Simon Lunn: Simon developed an early fascination for nature and the outdoors as a young lad while accompanying his parents on bird-watching (and bird-banding) field trips through the countryside and various parks of Ontario and Nova Scotia. As a young member of the Richmond Hill Naturalists Club he pursued interests in birding, taxidermy, photography &  reluctantly, public speaking. An introduction to wilderness environments happened later as a Boy Scout. Simon is a graduate of Acadia University (MSc. Science), where he soon found his other love, Carolyn. Following summer jobs with the Ontario Ministry of Natural Resources, Canadian Wildlife Service, U.S. Fish & Wildlife Service & Environment Canada, Simon accepted his first full-time job as a Park Naturalist at Kejimkujik National Park in Nova Scotia. Throughout his 30-year career with Parks Canada, he worked variously as a Park Naturalist, Park Interpreter & Planner, Visitor Services Officer and Ecosystem Scientist at national parks across Canada including Cape Breton Highlands, Fundy, P.E.I., and Waterton Lakes National Park in Alberta.  He retired in 2004 (freedom 55!) following an 18-year stint with the Rideau Canal National Historic & World Heritage Site.

Simon now resides near Smiths Falls with his wife, Carolyn (also a biology graduate). Among his many interests, Simon presently enjoys photography (natural landscapes, flora & fauna), travelling, naturalizing, hiking, snowshoeing, x-c skiing, camping, birding, canoeing, Citizen Science and volunteering for other community organizations. He was previously a board member for several years with the Rideau Waterway Land Trust, and believes strongly in the (non-government) role they play in protecting and conserving natural habitats & the plants & animals they support.
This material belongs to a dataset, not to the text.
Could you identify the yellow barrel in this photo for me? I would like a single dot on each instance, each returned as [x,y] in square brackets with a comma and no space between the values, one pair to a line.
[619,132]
Robert Stearns:  Being enthralled with the natural sciences and having a deep interest in medicine, Robert began his career as an agricultural researcher working in the field of animal diseases and immunology. His drive to share his passion for nature, science and discovery ultimately led him from the laboratory to the classroom, teaching high school biology and chemistry in the Ottawa area for over two decades. A 3-year posting in Germany with the Department of National Defence sparked his move to international schools in Europe and Asia and a further two decades involved with school administration and construction projects. Now in partial retirement, he works as a consultant for the International Schools Services in Princeton, NJ. Robert shares his life with Yvonne, an impassioned, dedicated early childhood educator who taught in Canada, Germany and Hong Kong. Living in Almonte, they now enjoy spending their time hiking and canoeing, traversing the local countryside and waterways seeking the quietude of wilderness.